Cependant, ce n'est qu'après la conquête des soldats-bêtes nouvellement rejoints par le roi loup que ces derniers pourront être contrôlés par la reine fourmi interdite.
À ce moment précis, les plus forts des nouveaux hommes-bêtes s'approchèrent du roi loup, et tous les hommes-bêtes se dispersèrent en hâte, dégageant une zone de combat.
Le prétendant courut instinctivement vers le roi loup, mais malgré tous ses efforts, le roi loup semblait anticiper et éviter toutes ses attaques et ses griffes.
Il se jeta sur le cou du roi loup, mais celui-ci recula simplement et attrapa son bras d'une main, brisant le bras du challenger avec une force minime.
Le roi loup n'était pas satisfait, alors il saisit l'autre bras de son adversaire et le déchira en deux.
rugir!
Le roi loup rugit contre la forteresse aérienne dans la mer de nuages, frappant ses puissants muscles pectoraux de ses mains, comme un véritable loup-garou dans un film, ne ressemblant plus plus à un humain.
Cependant, sur son dos, un ver blanc déploya des centaines de tentacules et lui transperça la colonne vertébrale, verrouillant fermement son esprit et le maintenant sous son contrôle.
Les meutes de loups sont particulières
: leur chef change au fil du temps.

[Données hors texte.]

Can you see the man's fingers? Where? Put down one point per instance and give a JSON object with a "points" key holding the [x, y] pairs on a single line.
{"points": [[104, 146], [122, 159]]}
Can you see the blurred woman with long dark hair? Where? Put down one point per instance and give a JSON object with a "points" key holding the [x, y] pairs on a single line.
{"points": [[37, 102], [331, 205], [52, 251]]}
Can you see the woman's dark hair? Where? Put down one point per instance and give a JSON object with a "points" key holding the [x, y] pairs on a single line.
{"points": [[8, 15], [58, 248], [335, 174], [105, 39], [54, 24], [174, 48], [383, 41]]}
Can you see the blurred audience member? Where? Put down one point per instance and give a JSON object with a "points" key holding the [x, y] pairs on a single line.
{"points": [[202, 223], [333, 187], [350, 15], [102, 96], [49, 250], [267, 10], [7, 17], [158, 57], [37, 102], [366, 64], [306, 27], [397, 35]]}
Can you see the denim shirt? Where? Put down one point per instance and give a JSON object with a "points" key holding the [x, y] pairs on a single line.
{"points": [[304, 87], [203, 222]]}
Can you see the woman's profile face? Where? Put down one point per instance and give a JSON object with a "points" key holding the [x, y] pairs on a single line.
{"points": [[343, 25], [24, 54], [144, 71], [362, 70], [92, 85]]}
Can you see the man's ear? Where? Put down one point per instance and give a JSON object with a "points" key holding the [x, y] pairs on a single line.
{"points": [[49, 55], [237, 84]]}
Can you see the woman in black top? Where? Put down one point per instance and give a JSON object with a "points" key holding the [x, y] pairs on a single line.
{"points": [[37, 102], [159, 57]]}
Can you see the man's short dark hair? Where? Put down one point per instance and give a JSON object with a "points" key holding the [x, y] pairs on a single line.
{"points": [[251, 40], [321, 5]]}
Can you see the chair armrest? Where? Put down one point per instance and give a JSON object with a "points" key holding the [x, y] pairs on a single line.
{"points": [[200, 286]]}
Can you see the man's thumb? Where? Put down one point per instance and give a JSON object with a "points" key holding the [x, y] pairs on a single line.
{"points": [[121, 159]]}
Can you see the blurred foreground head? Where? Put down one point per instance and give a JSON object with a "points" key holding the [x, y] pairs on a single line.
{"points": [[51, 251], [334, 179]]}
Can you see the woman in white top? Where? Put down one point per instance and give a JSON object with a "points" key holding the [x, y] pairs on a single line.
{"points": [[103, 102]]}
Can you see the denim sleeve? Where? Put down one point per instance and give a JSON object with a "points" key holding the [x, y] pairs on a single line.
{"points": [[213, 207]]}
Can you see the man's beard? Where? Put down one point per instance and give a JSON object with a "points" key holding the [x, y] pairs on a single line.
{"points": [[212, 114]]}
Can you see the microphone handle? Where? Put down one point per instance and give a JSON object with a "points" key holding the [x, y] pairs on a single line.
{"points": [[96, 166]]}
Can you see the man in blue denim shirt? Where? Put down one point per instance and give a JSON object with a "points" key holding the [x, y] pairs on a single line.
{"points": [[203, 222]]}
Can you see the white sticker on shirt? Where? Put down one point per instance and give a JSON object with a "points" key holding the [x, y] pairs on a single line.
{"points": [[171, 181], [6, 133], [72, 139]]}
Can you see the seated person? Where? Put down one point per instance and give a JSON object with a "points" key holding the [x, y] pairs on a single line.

Lorsqu’un nouveau vainqueur émerge, la reine fourmi doit choisir un nouvel hôte, car le précédent n’est plus le roi.
Par mesure de précaution, le vieux roi sacrifia même un Virtuose en lui injectant un sérum génétique de qualité supérieure, afin de s'assurer que cet homme-bête Virtuose contrôlé serait toujours victorieux.
Ce roi loup était non seulement plus grand que les autres soldats bestiaux, mais il possédait également la capacité de prendre l'avantage au combat, ce qui rendait la défaite impossible.
Le duc Storm ne le regarda pas ; au lieu de cela, il leva les yeux vers l'horizon, en direction du col de Jianmen.
En réalité, il n'éprouvait aucun sentiment pour le vieux roi. Né dans une telle famille, les sentiments étaient inutiles.